In integrated monitoring (IM), a very large number of variables are measured in the environment, of which soil moisture is a part. SLU carries out the IM program together with Geological Survey of Sweden, SGU and Swedish Environmental Research Institute (IVL) on behalf of the Swedish Environmental Protection Agency. The soil moisture data are freely available online.
Collection of data on soil moisture
The data on soil moisture is collected through a combination of manual and automated measurement techniques. At present, the data is a high-resolution time-series collected from the areas of Gammtratten and Kindla. Three different types of places provide the data: at the top of a hill, on the slope, and down in a valley. The topographically different measurements provide knowledge about the movements of the water in the ground.
Measurements in time and space
From an integrated monitoring perspective, it is highly interesting to extend measurements, both in regards to the number of areas but also to obtain a long time series. A long time series allows more correct trend analyses. Trends in turn provide an opportunity to better understand the present and the future, predict processes, and put changes (such as climate change) in perspective. Stefan Löfgren, Research Group Leader at the Department of Aquatic Sciences and Assessment, SLU has extensive experience in integrated monitoring of various processes in the soil:
- We want to be able to perform good environmental analyzes of how different substances move in the soil as there is a risk that they will be transported to groundwater and surface water. Therefore, we need knowledge of the water process in the ground. Soil moisture measurements provide important information about when and how acids, bases, nutrients, trace metals, and more would be added to different types of forest water. This would be a very good indication of how to avoid unnecessarily large human impact.

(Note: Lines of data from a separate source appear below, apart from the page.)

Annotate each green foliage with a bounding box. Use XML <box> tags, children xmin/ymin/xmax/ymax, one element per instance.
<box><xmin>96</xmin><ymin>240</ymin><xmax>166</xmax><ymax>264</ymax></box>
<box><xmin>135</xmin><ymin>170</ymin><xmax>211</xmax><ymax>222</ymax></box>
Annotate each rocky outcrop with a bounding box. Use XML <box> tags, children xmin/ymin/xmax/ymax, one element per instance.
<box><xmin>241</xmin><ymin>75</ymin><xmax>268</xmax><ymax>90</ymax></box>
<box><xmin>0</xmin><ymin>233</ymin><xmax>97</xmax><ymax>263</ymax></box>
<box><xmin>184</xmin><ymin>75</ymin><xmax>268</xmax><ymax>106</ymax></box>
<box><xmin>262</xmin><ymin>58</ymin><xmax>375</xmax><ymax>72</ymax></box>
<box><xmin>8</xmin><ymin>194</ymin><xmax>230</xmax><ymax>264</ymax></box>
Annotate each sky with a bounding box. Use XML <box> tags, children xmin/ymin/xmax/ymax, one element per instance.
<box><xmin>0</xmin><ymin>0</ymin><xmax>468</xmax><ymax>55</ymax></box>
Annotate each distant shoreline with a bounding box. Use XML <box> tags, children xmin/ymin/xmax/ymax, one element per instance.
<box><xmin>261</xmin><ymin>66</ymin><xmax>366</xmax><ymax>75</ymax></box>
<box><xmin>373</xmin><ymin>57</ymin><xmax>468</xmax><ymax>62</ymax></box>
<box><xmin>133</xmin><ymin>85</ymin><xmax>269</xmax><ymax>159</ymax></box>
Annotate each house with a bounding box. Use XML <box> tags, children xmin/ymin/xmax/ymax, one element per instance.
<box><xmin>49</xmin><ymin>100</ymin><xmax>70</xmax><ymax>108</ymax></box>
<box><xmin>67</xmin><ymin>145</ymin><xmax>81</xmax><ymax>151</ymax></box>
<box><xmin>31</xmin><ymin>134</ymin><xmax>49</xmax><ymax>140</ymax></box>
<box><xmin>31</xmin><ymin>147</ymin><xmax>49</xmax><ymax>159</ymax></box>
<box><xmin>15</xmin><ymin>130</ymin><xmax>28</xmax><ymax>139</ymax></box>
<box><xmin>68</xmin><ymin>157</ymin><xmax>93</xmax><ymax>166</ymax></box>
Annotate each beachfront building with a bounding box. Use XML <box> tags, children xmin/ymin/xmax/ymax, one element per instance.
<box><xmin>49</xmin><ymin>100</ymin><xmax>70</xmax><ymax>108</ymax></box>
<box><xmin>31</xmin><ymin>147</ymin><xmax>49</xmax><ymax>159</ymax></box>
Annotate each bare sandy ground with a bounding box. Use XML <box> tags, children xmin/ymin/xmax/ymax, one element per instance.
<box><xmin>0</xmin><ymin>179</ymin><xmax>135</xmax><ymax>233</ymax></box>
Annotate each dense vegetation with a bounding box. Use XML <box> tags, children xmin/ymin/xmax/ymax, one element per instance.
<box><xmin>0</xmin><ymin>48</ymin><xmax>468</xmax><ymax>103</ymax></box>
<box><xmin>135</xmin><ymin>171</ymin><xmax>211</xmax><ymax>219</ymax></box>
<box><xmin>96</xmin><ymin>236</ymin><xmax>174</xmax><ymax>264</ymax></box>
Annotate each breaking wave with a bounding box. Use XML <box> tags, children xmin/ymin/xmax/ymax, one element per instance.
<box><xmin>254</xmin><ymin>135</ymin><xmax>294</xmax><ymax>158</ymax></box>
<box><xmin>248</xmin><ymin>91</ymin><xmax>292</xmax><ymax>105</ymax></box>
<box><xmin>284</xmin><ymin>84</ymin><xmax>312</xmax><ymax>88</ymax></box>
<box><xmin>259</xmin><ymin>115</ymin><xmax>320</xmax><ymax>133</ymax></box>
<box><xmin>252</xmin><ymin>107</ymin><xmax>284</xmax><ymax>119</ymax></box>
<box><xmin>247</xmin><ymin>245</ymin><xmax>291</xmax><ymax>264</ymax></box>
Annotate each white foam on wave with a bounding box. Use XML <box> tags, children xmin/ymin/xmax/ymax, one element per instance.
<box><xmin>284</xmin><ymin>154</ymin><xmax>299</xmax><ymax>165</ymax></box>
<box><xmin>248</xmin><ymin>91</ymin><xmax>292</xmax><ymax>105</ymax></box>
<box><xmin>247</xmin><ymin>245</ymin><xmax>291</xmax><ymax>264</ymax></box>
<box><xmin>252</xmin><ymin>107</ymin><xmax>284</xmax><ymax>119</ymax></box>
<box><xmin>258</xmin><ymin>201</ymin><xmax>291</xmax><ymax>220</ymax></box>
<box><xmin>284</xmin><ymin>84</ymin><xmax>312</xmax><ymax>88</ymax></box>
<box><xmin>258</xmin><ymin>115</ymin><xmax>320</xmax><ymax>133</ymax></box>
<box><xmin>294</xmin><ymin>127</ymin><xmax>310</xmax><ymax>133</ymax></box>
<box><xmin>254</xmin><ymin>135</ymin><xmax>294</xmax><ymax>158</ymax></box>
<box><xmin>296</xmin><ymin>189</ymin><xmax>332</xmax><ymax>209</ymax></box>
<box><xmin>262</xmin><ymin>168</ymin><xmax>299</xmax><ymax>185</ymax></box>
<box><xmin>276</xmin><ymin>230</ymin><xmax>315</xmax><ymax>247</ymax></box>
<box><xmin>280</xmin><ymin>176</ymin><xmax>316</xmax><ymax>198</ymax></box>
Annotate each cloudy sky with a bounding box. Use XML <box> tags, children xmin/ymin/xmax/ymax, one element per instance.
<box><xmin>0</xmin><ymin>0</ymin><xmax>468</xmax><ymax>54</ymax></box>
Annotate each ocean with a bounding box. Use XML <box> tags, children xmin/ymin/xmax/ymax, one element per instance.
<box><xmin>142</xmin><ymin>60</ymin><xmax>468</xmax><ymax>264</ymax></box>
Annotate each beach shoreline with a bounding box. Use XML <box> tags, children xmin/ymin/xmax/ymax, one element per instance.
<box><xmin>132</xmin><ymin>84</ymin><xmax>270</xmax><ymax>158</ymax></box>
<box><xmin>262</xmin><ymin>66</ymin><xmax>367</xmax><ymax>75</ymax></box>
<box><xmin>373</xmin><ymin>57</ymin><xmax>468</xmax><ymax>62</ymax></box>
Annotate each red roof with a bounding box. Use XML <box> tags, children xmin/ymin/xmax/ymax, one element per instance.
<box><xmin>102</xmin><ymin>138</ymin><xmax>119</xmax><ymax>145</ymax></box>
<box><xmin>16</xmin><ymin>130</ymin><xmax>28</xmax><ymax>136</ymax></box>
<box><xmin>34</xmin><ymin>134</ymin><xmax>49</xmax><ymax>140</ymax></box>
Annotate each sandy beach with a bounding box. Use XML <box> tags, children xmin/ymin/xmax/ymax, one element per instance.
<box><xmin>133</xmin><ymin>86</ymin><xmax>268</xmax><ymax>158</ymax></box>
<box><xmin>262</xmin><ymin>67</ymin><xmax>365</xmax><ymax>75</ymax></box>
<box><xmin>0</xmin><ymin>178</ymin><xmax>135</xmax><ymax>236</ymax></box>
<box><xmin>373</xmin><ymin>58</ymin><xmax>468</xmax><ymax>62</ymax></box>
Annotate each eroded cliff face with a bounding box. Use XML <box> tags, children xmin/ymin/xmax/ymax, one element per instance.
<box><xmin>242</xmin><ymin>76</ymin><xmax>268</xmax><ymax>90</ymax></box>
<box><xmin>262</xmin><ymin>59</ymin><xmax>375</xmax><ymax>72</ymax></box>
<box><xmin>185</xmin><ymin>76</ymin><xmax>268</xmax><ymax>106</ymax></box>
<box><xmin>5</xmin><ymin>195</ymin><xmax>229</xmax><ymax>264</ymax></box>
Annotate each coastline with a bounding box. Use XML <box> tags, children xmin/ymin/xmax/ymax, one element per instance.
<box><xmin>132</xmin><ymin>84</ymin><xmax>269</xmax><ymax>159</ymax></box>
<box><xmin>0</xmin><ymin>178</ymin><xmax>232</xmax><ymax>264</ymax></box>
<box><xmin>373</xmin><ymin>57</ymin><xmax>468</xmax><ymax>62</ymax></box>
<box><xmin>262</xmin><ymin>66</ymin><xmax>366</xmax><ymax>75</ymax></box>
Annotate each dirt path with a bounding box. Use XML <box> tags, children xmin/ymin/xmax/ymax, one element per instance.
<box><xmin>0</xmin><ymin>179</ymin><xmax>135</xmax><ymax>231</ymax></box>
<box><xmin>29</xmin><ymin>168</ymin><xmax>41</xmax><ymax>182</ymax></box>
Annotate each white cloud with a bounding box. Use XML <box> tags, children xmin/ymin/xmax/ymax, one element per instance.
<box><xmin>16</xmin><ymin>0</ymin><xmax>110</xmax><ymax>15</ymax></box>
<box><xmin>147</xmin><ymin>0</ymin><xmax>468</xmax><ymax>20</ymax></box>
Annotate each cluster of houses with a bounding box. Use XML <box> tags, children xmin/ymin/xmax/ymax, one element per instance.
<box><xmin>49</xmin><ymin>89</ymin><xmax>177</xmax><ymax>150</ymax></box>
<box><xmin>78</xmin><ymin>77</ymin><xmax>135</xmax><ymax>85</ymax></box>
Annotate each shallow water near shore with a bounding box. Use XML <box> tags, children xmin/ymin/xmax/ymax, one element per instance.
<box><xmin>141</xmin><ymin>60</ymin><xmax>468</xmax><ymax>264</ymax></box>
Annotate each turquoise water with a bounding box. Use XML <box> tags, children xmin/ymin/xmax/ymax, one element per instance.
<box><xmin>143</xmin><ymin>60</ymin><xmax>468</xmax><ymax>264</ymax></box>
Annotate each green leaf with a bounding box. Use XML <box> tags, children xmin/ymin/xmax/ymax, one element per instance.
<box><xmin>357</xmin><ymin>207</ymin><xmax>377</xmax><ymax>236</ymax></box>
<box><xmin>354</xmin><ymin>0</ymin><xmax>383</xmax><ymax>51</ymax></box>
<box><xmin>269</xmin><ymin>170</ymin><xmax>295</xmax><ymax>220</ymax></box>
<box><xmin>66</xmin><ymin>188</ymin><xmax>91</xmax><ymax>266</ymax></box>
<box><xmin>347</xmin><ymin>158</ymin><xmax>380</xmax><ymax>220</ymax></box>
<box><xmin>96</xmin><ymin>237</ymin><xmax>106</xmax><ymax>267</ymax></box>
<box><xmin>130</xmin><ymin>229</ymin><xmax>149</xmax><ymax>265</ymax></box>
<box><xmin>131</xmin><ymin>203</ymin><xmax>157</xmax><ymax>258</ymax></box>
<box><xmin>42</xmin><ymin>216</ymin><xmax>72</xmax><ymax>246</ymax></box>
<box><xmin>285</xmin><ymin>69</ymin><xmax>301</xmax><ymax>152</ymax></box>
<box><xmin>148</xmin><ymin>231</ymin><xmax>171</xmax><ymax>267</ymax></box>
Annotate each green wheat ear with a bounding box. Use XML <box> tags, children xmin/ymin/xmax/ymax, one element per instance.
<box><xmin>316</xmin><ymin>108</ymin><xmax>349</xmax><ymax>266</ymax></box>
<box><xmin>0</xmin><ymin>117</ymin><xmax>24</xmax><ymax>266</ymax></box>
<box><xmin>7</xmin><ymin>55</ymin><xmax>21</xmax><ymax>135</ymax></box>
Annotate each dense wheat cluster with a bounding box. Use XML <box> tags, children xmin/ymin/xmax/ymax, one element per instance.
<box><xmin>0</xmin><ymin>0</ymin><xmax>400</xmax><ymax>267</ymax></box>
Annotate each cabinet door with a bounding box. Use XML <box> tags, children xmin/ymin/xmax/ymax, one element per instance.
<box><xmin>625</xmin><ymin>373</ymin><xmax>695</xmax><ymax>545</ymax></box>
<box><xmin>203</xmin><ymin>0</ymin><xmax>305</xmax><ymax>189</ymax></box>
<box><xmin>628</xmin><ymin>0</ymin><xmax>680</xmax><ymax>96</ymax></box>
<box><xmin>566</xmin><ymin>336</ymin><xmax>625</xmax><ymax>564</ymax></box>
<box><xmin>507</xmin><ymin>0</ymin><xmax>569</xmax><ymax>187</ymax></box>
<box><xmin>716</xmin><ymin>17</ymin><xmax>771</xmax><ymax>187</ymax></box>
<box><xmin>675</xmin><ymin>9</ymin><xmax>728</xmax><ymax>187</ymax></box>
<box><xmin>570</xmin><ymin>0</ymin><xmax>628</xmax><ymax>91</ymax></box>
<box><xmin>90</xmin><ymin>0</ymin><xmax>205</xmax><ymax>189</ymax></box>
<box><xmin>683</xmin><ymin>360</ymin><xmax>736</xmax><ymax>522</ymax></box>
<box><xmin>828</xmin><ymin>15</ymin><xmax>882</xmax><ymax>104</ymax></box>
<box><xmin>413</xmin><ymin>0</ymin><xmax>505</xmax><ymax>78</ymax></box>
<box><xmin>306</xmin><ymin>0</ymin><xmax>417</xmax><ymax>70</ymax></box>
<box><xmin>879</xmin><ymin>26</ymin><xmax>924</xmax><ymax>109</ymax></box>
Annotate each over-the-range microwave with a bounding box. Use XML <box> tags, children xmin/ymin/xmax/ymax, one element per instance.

Anneli emphasizes how interesting it would be to expand these measurements, since the hydrological processes are a little known but still very important, not least for the areas' biogeochemistry.
The use of data by the winning team
The winning team in the hackathon used IM's time series on soil moisture to test whether their AI model indicated correctly the soil moisture. The results showed a successful alignment between measured IM data and the AI model. In the future, the winning model could be used by forest companies to reduce road damage, which can become extensive when the ground is damp. This would mean reduced costs, both economic and environmental. The forest companies' felling and operating costs are reduced, moreover they reduce the risk of having to restore damaged areas (a statutory obligation). Reduced ground damages from driving also benefit water quality and, in the long run, biodiversity. Driving with heavy machinery in wet areas causes major ground damage and affects water quality. Methylmercury can form in standing water bodies created in the tracks, and changed flow paths for water can lead to browner water, which affects everything that lives there.
The winning entry shows how data from integrated monitoring can be used in a good way that creates several types of benefits.